This is a web site about a book about a language that is gradually disappearing. Visual Basic, hardcore or otherwise, will come to an end when Microsoft Visual Basic.NET replaces Visual Basic 6.0. Although this new language has many attractive features, it bears little relationship to the remarkable language we love/hate. Critics call it VB.NOT or Visual Fred to emphasize that it is a completely new language rather than a continuation of Visual Basic.

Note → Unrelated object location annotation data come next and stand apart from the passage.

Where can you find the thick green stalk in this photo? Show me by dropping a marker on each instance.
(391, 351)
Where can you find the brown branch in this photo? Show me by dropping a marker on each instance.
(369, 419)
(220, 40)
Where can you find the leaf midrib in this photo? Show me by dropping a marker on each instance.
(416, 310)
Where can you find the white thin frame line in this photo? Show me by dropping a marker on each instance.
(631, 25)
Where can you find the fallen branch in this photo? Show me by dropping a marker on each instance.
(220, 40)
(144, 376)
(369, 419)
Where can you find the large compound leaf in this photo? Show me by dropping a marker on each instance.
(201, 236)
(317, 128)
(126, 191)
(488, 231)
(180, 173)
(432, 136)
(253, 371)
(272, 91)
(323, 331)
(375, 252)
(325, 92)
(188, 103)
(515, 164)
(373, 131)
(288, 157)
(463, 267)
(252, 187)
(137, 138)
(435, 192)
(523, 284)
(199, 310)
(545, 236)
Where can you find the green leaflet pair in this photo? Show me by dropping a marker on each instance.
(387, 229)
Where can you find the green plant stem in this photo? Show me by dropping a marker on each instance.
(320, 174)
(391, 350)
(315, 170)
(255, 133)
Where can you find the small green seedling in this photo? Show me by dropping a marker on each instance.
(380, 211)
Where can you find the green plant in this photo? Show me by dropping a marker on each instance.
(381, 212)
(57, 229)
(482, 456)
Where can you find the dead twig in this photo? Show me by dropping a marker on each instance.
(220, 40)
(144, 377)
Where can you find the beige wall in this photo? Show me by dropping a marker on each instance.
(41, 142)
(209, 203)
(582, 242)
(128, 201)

The term Hardcore Visual Basic takes on a completely different meaning under VB.NET. Basically none of the words in my book (or in any other book about VB5 and VB6) are true. A hardcore programmer in the new language is one who understands the intricacies and interactions of the .NET Framework and the Common Language Runtime -- the massive class library that replaces VB's weak and inconsistent run-time library. It is no longer necessary to use API calls to do tasks that ought to be simple. Many of the grossest pointer hacks demonstrated in my book are completely impossible, as well as unnecessary, under VB.NET.
This is exactly what I have been begging for. So why am I not celebrating?

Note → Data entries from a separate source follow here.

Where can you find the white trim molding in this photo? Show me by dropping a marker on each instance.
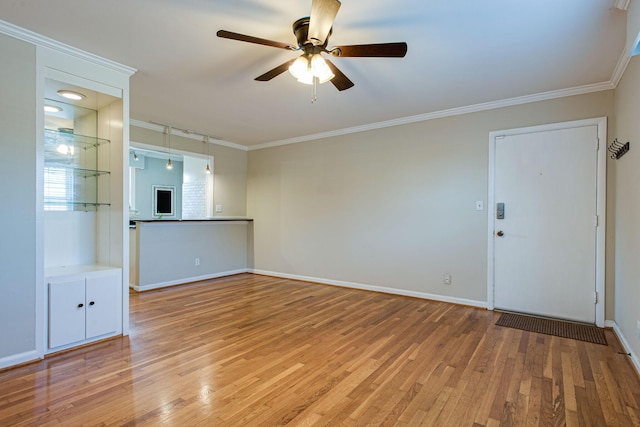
(185, 281)
(580, 90)
(635, 361)
(43, 41)
(17, 359)
(381, 289)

Well, language design always involves tradeoffs, and the new Visual Basic trades off its essential advantage in order to play with the big boys. You might think that Microsoft would push its big lead over the competition and grind its hapless competitors even further into the dust. You'd be wrong. Instead they have copied the copiers. Visual Basic.NET looks and works a lot more like Delphi or Java than like the real VB.

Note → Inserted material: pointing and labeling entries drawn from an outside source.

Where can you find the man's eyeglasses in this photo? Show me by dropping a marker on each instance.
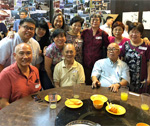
(96, 20)
(27, 28)
(113, 49)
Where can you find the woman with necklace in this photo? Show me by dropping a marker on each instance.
(137, 55)
(118, 28)
(73, 36)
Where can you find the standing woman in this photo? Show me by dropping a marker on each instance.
(58, 22)
(42, 35)
(117, 29)
(54, 52)
(137, 55)
(73, 36)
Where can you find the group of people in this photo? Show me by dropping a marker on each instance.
(38, 58)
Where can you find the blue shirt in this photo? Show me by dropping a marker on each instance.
(109, 73)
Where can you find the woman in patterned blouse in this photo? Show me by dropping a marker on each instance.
(73, 36)
(136, 54)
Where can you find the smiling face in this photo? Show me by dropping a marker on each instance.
(40, 32)
(76, 27)
(135, 36)
(60, 40)
(23, 15)
(69, 53)
(26, 31)
(95, 22)
(113, 52)
(23, 55)
(110, 21)
(58, 22)
(118, 31)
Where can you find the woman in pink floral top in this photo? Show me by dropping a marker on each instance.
(54, 51)
(73, 36)
(118, 28)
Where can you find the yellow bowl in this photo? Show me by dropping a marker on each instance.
(98, 104)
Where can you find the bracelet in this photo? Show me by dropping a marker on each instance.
(119, 85)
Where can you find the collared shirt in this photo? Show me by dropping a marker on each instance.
(53, 52)
(109, 73)
(92, 46)
(69, 77)
(107, 29)
(14, 85)
(7, 48)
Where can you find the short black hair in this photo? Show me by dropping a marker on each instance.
(23, 10)
(57, 32)
(136, 26)
(76, 19)
(109, 17)
(118, 23)
(29, 20)
(95, 16)
(59, 14)
(43, 24)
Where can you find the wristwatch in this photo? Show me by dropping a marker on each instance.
(119, 85)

Why copy your competitors when you re so far ahead? They did it for two reasons -- one good, one bad. If you're sticking with Microsoft's vision to the bitter end, go to the VB.NET or the VB.NET Again page to hear my completely unbiased expose of the new language. If you're sticking with VB6, go to the Hardcore VB page to get the outdated story of my out-of-print book.
But before you take one of those paths, let's take a moment to celebrate one of the most remarkable and influential languages in programming history. It was the best. It was the worst. It gave us instant gratification. It drove us crazy. Against all odds, we pushed it far beyond its logical limits.
Visual Basic. 1991-2002.
It's time to pay our respects, throw some dirt on the coffin, and move on.